All RE is local, but in this region the pricing for cell towers when included with the RE transaction is much lower than the pricing when the lease is sold off separately to a 3rd party. If you look around enough you'll see sales (of various property types) where the lease was included, and can then compare those to their respective comps to see what the effect on value was of the cell tower lease. That's one way to develop the adjustment via sales comparison.
This isn't a terrible idea. I'll have to do some research and see if I get lucky. I know as an alternative, but possibly similar feature there are windmills in the subject's general market area which may give me more possibilities to research. However, in general from my experience there are few sales at any given time that include cell towers, and many people split that portion of their acreage off to maintain the lease and income.
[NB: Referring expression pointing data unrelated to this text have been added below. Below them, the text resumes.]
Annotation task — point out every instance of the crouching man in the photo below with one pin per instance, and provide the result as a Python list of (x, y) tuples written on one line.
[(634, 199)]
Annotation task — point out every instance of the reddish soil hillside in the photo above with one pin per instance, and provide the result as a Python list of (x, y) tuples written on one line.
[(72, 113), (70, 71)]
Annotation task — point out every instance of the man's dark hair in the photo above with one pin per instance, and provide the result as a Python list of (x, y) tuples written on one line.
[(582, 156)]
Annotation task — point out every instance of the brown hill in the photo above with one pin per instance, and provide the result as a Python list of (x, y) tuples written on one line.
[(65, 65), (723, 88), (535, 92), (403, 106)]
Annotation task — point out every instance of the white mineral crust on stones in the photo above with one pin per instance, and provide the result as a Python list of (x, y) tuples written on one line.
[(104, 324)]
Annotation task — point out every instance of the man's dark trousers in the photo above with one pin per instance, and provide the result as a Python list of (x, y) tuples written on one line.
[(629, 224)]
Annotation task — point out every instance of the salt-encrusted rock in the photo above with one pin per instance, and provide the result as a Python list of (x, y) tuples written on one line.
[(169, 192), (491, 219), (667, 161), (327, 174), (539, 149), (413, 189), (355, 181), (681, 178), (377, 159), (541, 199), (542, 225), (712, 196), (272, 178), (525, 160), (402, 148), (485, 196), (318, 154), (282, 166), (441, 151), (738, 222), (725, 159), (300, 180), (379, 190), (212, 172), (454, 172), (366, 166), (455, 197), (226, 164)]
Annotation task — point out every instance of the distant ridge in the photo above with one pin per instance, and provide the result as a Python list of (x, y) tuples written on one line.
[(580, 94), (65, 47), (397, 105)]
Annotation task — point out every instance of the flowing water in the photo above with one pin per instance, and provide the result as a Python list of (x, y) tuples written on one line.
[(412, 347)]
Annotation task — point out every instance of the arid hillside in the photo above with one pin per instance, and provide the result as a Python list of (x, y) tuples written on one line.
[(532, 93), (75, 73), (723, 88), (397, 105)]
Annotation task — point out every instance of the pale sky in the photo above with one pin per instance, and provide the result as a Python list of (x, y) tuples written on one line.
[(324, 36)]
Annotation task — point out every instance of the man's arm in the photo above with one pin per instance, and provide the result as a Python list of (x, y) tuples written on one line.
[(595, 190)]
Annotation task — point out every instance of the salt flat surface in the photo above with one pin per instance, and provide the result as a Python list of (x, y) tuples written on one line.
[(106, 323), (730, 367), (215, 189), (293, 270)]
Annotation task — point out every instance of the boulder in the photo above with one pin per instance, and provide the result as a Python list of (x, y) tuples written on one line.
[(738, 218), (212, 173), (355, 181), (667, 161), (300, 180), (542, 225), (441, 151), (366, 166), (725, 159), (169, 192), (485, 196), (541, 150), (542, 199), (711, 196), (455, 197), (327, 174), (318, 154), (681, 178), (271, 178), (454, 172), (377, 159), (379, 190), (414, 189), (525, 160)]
The leases themselves are *often*, but not always, written as a 5-yr lease plus a number of 5-yr options. One reason for that is that the cell companies themselves engage in mergers and acquisitions that render certain sites as redundant and obsolete. It's also not uncommon for a lessee to sublet to other cell companies, sometimes the lessor is informed and compensated for that and sometimes they aren't. Another quirk is the early-out clause in some leases which allow the lessee to unilaterally terminate with just a 90day or 120day notice. The general gist of these leases is to tie up the lessor's options, not those of the lessee.
The client's lease sound similar to what you're describing.
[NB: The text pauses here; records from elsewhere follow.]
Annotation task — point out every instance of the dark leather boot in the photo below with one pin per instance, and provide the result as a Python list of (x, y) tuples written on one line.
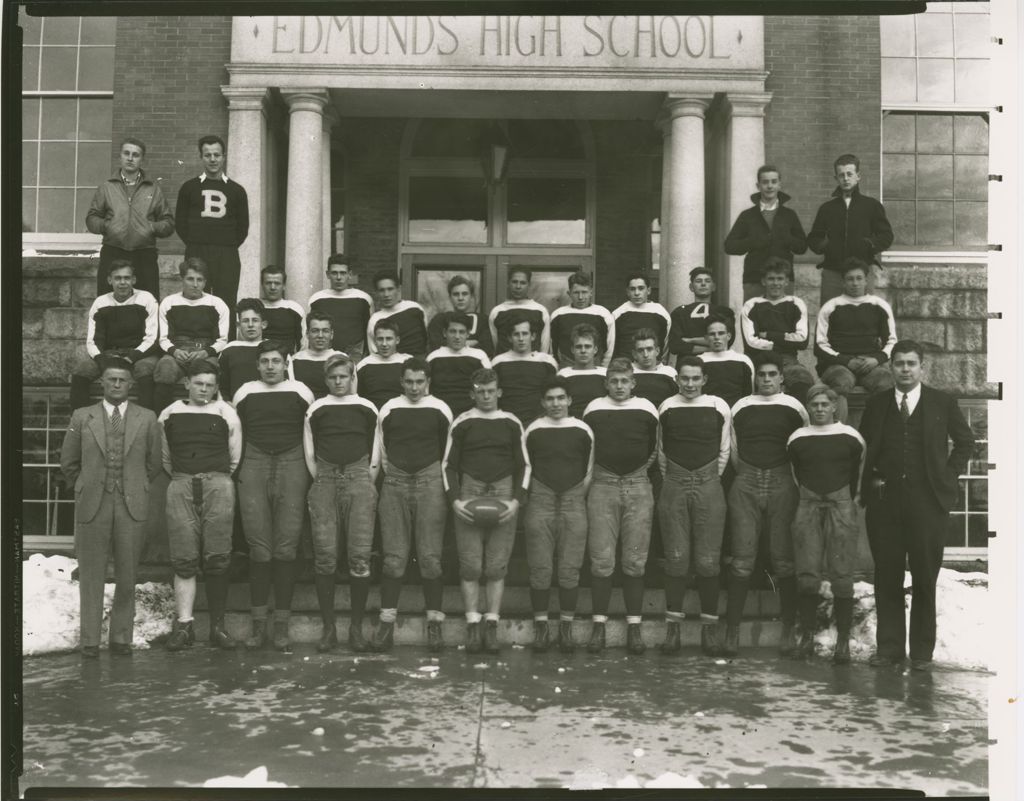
[(542, 637), (672, 643), (634, 639)]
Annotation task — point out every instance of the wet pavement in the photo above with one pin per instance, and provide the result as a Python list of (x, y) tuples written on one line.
[(517, 719)]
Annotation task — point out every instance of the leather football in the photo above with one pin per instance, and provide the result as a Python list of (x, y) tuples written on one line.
[(485, 511)]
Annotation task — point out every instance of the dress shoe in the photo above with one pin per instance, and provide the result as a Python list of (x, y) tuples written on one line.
[(881, 661), (383, 637), (491, 637), (329, 639), (565, 641), (435, 639), (220, 638), (672, 643), (182, 636), (281, 640), (710, 643), (258, 638), (473, 642), (542, 637), (356, 642), (788, 644), (731, 645), (634, 639)]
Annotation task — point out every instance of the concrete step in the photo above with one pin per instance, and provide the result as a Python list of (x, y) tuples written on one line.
[(761, 604), (412, 630)]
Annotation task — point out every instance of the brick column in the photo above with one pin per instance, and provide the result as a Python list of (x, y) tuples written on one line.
[(686, 193), (304, 216), (745, 143), (247, 110)]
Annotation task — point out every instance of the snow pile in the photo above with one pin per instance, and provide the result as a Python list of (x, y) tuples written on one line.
[(50, 605), (962, 608), (255, 777)]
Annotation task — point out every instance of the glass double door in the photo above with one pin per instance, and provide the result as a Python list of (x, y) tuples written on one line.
[(425, 278)]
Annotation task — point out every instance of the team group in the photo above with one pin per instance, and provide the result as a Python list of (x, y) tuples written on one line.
[(573, 418)]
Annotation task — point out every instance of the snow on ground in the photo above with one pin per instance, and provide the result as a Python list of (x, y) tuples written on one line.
[(50, 621), (50, 614)]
The most common underwriting for these by the mortgage lenders includes accepting the income from the current lease plus the next 5-yr option period as being what a buyer or seller could reasonably expect. Another method I've seen is using a simple gross income multiplier; because really, most investors don't even understand what exactly a cap rate or a discount rate actually means anyway - all they see is the number that's being used.
Good to know, thanks.
You would also want to consider the effect on marketability and exposure time of having a cell lease onsite. Again, you can't do that without looking for sales of properties that sold inclusive of those leases. They don't have to be local, they don't have to involve the same property type, and they don't really even need to be that recent. But unless you're going to get into building a cap rate or discount rate off a mortgage/equity buildup - which basically none of the market participants act that way - the only other way to do it is to find sales of properties with cell leases.
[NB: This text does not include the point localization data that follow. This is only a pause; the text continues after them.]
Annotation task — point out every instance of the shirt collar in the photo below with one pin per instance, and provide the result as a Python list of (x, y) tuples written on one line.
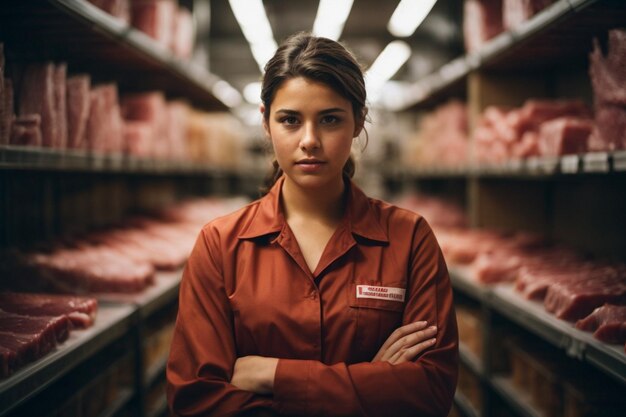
[(359, 218)]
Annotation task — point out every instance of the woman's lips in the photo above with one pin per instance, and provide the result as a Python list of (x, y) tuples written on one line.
[(310, 165)]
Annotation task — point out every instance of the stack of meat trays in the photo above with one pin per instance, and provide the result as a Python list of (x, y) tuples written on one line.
[(32, 325)]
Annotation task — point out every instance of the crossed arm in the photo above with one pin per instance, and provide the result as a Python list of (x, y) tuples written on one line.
[(256, 373)]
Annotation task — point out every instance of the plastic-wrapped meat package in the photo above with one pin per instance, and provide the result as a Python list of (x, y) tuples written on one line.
[(184, 34), (156, 18), (482, 20), (113, 120), (608, 323), (81, 311), (37, 97), (608, 79), (578, 297), (78, 100), (26, 130), (564, 136), (150, 108), (515, 12), (60, 104), (177, 115), (96, 131), (138, 137)]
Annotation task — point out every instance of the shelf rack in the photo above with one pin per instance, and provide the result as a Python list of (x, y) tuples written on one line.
[(117, 315), (530, 315), (86, 37), (112, 322), (557, 35)]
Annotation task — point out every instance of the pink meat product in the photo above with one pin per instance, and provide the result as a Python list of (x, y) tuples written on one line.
[(607, 322), (482, 20), (97, 129), (52, 329), (515, 12), (60, 105), (151, 108), (155, 18), (528, 146), (183, 38), (80, 310), (26, 130), (609, 132), (9, 113), (37, 97), (535, 278), (608, 74), (138, 137), (78, 100), (577, 298), (564, 136)]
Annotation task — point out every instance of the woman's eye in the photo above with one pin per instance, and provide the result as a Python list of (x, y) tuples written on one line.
[(330, 119), (289, 120)]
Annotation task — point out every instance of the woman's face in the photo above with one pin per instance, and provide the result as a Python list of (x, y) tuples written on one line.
[(311, 128)]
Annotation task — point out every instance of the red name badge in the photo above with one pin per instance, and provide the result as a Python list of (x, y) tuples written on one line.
[(380, 293)]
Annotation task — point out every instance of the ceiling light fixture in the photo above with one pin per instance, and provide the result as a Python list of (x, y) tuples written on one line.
[(385, 66), (252, 93), (226, 93), (250, 15), (408, 16), (331, 18)]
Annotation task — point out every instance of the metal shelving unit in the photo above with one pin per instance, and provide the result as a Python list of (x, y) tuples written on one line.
[(531, 315), (71, 30), (112, 322), (557, 35)]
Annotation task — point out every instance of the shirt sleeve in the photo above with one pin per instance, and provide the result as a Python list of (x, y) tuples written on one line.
[(203, 353), (424, 387)]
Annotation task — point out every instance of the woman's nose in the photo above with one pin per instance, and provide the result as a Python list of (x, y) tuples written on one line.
[(310, 139)]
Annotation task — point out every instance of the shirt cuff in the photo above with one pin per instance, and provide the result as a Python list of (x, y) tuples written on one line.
[(291, 386)]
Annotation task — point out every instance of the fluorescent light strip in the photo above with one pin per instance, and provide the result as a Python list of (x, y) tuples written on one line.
[(331, 18), (408, 16), (250, 15), (386, 65)]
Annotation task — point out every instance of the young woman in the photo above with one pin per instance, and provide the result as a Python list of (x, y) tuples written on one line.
[(315, 299)]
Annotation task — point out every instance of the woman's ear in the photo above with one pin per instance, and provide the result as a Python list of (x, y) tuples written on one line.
[(360, 123), (266, 127)]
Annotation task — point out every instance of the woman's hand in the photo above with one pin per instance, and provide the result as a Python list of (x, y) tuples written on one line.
[(406, 342), (255, 374)]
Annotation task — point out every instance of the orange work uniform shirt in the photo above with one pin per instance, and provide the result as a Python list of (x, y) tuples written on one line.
[(247, 290)]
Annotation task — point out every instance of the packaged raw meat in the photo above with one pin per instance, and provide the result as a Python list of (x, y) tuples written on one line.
[(576, 298), (37, 97), (9, 113), (608, 79), (78, 101), (60, 105), (482, 20), (608, 323), (26, 130), (156, 18), (81, 311), (564, 136), (184, 34), (515, 12)]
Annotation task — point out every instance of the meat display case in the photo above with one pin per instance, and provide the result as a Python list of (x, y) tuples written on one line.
[(576, 200), (47, 193), (113, 321)]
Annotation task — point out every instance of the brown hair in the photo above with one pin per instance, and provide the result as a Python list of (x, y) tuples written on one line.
[(321, 60)]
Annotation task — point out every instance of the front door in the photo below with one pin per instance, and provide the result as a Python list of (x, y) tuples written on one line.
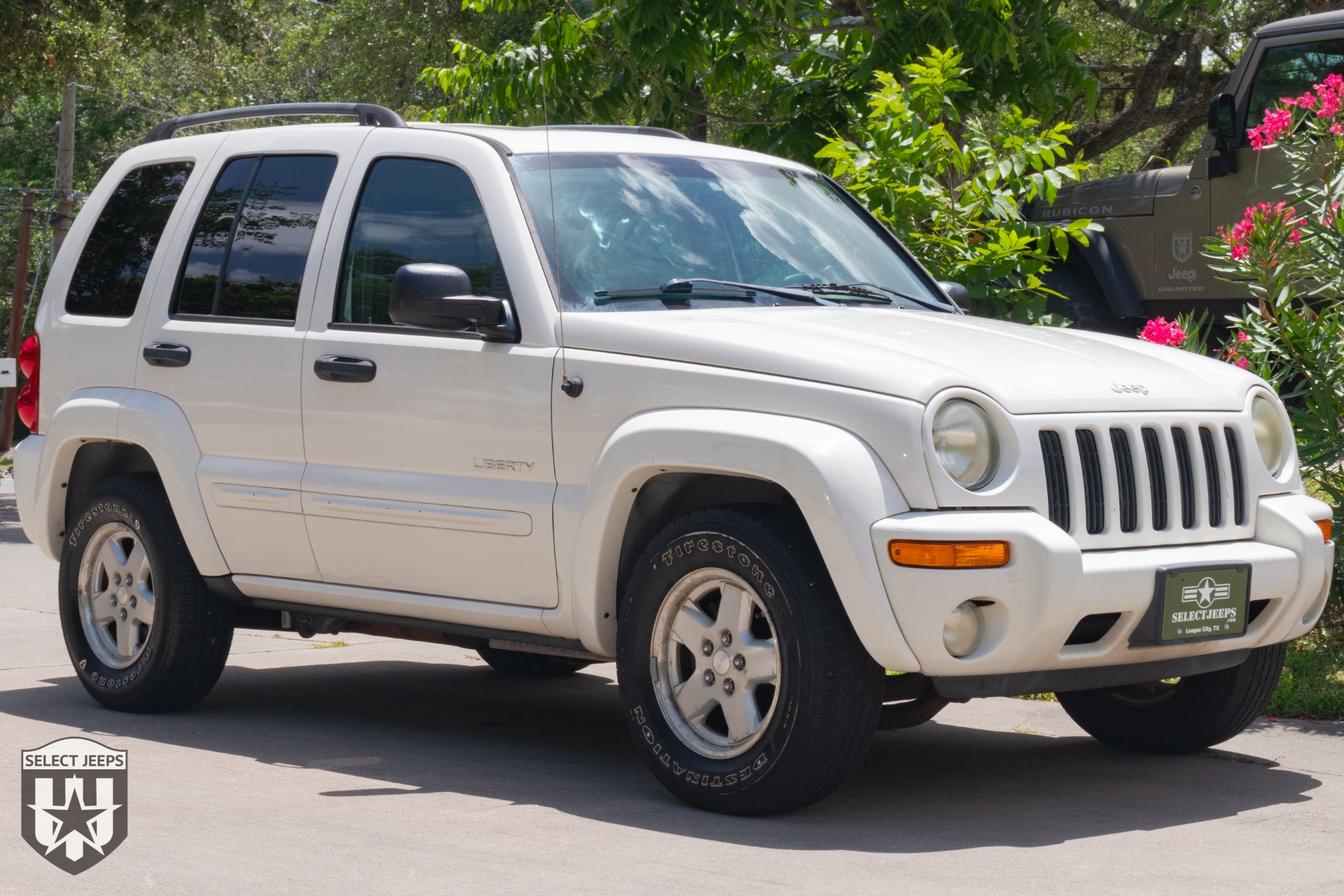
[(1287, 67), (233, 318), (436, 475)]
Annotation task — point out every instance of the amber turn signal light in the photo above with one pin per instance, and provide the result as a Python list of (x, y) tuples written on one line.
[(949, 555)]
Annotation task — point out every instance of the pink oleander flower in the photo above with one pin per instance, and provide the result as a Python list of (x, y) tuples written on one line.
[(1163, 332)]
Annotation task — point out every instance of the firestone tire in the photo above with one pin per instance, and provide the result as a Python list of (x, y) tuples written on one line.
[(528, 665), (141, 629), (769, 644), (1184, 716)]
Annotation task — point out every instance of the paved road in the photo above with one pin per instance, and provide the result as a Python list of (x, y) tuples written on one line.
[(400, 767)]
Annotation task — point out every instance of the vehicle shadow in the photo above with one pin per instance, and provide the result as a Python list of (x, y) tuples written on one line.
[(420, 727)]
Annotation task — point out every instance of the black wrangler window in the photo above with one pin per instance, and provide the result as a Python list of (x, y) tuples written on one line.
[(251, 246), (116, 258)]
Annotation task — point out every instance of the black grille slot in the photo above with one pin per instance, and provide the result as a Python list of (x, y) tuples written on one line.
[(1156, 477), (1187, 477), (1057, 477), (1093, 628), (1234, 457), (1254, 610), (1215, 485), (1094, 501), (1126, 481)]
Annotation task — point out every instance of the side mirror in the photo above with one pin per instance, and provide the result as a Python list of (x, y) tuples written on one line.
[(440, 298), (958, 295), (1222, 115)]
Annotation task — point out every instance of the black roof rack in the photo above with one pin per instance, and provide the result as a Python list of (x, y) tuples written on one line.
[(619, 130), (369, 115)]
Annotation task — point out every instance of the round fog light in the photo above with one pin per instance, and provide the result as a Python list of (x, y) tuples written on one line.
[(962, 630)]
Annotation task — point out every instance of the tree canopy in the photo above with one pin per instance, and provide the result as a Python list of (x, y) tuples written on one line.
[(769, 74)]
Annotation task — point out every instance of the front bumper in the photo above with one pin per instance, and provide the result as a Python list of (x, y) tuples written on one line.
[(1050, 584)]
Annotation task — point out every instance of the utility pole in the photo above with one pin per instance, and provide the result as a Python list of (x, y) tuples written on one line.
[(20, 289), (65, 166)]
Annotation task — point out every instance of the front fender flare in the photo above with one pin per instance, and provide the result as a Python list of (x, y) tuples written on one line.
[(838, 481)]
Yes, I'll undoubtably have to expand a search well beyond the subject general market area to come up with comparable sales.
If it is your intention to submit a competent workproduct at the end of your assignment, and depending on whatever your starting point is right now on that competency, you are probably going to end up taking a real beating on this fee because it will likely take you an excessive amount of time/energy to connect the dots. Remember, the benchmark for performance on this assignment is what an appraiser would do who already knows how to do it. Not what an appraiser does who isn't competent at it by the time they submit the report.
I understand, but as I said above, I feel like taking a hit on the front end here could prove useful. If I was my old supervisory appraiser who has 40+ years of experience and is about to leave the workforce, then I probably would have walked away from this a long time ago and recommended someone else. However, I'm relatively new into the career and even if the report simply teaches me, never do this again, something is learned. If I feel like I can come to a defensible conclusion and provide the client with a quality and competent report, then I'll have this tool in my box to use at some point in the future.